Healing From Infidelity

Healing From Infidelity


The Road to Recovery May Be Hard.

By Taylor Fuqua

Learning of a spouse’s infidelity can be one of the most devastating realities to face. Infidelity can happen for many different reasons, and none of them are good. Regardless of the reason for the affair to happen, the emotional toll infidelity takes on a person and the relationship is harsh. Infidelity robs a marriage of its foundation and calls everything into question. The security and safe place two people once had in their marriage is no longer there.

The healing process that comes after learning of a spouse’s infidelity isn’t so black and white. There will be many up’s and down’s as a person navigates through their emotions while addressing the situation. Once a relationship has been devastated by infidelity, individual healing has to take place before there is any chance at salvaging the marriage. There are a few main points to keep in mind while healing from infidelity.

Take care of yourself and put yourself first.

Infidelity is one of the most selfish acts a person can do in a marriage. So when healing from a spouse’s infidelity, remember to put yourself first. Your needs have to come first. Your emotions and well being need tending to. The only way a person will be able to overcome this difficult time in their life is if they are remembering to take care of themselves first, not the house, not the family, not the partner. Give yourself the opportunity to feel whatever you need to feel. Make sure you are getting plenty of rest, eating properly, and surrounded by a good support system. Finding a healthy outlet like a hobby, journaling, or exercise are also some good practices in healing. Have a friend or family member around you can call at moments you feel weak. Taking care of yourself and having people who will help you do that sets the foundation for your individual healing process.
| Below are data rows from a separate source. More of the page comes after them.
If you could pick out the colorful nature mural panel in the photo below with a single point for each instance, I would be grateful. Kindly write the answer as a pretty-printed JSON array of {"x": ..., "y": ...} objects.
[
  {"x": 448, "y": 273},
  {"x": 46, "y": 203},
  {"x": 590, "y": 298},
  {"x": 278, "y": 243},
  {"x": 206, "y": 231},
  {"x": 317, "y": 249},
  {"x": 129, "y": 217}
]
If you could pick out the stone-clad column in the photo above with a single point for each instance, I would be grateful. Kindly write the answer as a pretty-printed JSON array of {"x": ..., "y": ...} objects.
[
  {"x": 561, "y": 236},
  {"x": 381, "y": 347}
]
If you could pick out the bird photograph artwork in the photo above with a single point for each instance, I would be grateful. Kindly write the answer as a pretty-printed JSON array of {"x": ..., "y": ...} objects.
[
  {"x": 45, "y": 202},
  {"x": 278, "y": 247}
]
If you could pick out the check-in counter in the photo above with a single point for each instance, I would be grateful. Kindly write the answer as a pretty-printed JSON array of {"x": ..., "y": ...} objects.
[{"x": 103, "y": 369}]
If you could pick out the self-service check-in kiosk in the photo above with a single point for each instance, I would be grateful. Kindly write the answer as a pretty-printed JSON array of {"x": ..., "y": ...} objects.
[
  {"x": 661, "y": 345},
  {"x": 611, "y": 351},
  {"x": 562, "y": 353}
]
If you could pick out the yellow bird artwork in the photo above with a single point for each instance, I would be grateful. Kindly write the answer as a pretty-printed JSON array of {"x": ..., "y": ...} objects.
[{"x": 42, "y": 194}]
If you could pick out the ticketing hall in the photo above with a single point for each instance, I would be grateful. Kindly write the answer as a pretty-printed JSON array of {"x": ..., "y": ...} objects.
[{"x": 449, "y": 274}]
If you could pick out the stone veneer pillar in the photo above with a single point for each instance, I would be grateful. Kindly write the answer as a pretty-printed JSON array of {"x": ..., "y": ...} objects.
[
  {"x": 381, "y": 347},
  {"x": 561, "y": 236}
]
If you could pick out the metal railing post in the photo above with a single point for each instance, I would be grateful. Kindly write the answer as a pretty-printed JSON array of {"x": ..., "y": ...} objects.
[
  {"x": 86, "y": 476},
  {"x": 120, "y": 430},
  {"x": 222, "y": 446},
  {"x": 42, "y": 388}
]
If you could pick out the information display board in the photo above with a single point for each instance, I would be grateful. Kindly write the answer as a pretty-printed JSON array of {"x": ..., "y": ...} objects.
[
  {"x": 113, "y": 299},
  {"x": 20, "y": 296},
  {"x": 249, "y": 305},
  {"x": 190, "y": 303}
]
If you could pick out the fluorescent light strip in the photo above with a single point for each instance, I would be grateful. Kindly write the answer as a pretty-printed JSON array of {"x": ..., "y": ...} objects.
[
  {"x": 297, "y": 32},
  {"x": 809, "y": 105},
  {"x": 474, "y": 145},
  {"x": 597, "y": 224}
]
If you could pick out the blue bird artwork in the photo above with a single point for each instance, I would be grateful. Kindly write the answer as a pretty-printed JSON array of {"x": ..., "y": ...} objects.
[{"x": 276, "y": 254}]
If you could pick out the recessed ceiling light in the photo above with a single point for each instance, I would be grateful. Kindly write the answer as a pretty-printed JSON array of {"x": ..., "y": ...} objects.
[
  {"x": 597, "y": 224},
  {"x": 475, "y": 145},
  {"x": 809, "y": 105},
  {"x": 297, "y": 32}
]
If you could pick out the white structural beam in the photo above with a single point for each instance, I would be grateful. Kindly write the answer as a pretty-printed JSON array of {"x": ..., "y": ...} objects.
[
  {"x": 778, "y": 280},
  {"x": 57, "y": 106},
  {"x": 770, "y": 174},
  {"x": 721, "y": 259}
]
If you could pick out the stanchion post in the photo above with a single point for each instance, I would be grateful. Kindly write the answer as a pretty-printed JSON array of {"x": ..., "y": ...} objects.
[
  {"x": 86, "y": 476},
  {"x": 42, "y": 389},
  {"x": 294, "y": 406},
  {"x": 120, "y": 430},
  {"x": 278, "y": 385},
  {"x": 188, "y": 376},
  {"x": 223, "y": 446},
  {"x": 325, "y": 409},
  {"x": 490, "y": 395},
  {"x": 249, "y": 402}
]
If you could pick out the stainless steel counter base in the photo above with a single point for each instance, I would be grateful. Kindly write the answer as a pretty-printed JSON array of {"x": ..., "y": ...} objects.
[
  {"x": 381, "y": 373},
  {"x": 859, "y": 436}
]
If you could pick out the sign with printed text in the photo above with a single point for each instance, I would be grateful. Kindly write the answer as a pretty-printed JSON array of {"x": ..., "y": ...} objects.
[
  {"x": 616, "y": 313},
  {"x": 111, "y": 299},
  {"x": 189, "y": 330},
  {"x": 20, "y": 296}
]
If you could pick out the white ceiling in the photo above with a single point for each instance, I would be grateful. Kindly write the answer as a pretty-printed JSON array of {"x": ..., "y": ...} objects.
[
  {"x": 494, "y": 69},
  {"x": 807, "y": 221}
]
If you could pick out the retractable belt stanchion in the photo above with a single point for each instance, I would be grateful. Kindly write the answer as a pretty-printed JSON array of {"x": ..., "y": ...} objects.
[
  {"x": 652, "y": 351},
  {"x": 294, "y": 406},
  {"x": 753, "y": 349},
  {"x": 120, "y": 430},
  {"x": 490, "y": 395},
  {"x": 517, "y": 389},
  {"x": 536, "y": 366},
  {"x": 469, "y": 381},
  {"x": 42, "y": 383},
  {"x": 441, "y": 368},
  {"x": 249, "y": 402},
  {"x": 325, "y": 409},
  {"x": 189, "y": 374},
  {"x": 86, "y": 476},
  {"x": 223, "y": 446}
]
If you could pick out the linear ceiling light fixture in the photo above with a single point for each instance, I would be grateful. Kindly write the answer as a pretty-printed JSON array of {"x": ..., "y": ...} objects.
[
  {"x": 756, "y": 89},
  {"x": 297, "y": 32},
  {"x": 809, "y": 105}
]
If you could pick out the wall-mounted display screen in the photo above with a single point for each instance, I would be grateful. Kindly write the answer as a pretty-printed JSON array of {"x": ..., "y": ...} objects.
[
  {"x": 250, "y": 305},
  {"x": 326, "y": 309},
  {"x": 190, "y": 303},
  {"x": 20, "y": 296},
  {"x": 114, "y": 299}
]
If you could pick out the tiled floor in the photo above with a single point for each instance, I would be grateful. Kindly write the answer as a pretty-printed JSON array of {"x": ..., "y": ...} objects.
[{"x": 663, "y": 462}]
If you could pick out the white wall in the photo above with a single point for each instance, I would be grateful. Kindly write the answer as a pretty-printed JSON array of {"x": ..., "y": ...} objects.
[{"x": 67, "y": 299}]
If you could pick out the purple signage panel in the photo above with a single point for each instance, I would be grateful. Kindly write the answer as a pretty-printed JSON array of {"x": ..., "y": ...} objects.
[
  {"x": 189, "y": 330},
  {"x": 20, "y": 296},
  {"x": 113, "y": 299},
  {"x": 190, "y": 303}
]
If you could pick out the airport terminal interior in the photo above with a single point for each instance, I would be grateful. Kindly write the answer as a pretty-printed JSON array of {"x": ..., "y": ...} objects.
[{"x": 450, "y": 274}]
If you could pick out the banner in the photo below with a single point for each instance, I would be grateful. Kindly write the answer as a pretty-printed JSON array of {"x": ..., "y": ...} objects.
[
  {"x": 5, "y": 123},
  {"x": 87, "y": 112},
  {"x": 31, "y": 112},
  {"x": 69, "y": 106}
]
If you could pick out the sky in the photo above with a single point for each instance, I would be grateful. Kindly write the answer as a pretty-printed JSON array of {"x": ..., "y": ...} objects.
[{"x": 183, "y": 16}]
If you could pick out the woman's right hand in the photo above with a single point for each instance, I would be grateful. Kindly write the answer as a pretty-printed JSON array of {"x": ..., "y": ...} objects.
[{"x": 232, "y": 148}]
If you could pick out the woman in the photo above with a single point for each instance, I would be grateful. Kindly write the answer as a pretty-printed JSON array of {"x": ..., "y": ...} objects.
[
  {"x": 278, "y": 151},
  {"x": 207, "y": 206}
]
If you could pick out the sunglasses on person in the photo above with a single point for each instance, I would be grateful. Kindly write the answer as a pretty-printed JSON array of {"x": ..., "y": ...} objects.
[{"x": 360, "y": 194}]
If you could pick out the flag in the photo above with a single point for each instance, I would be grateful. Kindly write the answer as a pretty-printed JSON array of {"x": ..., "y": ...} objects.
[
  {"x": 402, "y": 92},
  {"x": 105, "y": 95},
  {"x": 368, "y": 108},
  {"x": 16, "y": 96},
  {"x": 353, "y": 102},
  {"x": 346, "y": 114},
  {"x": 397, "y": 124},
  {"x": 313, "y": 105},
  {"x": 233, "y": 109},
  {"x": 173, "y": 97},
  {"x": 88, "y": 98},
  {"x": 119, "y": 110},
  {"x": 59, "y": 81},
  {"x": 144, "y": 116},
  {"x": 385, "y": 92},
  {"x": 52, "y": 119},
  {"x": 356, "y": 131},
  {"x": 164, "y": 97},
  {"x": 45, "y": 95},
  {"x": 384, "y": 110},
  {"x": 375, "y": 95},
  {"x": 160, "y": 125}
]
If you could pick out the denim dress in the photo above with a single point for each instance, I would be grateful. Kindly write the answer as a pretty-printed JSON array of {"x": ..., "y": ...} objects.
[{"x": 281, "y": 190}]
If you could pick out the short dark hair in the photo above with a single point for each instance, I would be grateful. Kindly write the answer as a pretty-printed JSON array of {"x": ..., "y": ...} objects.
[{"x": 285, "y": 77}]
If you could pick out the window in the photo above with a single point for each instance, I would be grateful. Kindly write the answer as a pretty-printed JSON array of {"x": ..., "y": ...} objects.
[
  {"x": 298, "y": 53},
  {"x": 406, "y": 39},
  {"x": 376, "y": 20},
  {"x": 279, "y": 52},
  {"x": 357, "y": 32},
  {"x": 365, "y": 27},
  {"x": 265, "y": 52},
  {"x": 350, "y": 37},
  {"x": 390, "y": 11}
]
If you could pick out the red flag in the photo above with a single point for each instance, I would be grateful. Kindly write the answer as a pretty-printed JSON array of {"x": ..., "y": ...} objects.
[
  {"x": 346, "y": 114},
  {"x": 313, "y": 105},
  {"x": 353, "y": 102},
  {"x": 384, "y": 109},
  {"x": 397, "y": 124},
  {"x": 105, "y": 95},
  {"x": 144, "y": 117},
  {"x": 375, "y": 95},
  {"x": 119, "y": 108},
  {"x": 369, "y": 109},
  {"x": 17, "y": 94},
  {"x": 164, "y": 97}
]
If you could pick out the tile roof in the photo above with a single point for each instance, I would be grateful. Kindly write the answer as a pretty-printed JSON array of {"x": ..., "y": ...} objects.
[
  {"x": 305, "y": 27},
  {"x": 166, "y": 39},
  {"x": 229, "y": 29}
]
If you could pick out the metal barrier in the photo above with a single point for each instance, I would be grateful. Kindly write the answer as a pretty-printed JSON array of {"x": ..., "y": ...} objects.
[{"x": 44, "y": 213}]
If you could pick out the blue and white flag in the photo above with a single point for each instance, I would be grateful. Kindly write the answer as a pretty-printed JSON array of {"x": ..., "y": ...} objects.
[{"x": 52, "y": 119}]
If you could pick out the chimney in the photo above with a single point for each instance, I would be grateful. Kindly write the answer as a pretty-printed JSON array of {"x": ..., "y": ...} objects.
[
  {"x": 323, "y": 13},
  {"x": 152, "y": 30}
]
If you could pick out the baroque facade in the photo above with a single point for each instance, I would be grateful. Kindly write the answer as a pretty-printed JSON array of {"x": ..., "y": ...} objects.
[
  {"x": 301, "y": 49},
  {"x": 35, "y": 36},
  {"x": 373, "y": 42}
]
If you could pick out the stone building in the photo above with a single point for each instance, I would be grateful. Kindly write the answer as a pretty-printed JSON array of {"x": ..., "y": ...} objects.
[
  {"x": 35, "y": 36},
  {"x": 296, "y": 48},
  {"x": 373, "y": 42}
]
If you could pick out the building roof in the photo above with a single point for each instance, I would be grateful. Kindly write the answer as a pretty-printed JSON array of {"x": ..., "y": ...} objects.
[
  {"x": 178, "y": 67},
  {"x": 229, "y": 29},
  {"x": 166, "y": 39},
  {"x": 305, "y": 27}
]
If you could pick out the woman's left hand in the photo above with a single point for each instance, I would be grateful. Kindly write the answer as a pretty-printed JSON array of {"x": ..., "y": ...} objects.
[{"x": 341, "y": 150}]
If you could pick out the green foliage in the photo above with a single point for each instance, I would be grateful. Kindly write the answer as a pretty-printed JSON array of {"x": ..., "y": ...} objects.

Communicate and address the reality.

Talking about the infidelity can be difficult and it will be super uncomfortable when addressing your partner. It’s important that both parties are able to sit down and effectively communicate in order to address the infidelity. You and your spouse most both be emotionally present during this conversation in order for it to work. The goal is to be able to process the situation and create understanding between you and your partner. There’s no “right” time to talk about infidelity, but it’s important to pick a day when you have the time and the head space for a serious conversation. It’s also important to be prepared mentally and emotionally to have the conversation. Answers to questions about the infidelity can be extremely painful to hear. This may stir up emotions and cause reactions that won’t be conducive to the healing process.

Determine where things stand.

If there is any chance of saving the marriage the status of the affair needs to be clear. Some questions that need to be answered include the following:

• Is the affair over?
• When did it end?
• How did it end?
• What has been done to ensure it won’t happen again?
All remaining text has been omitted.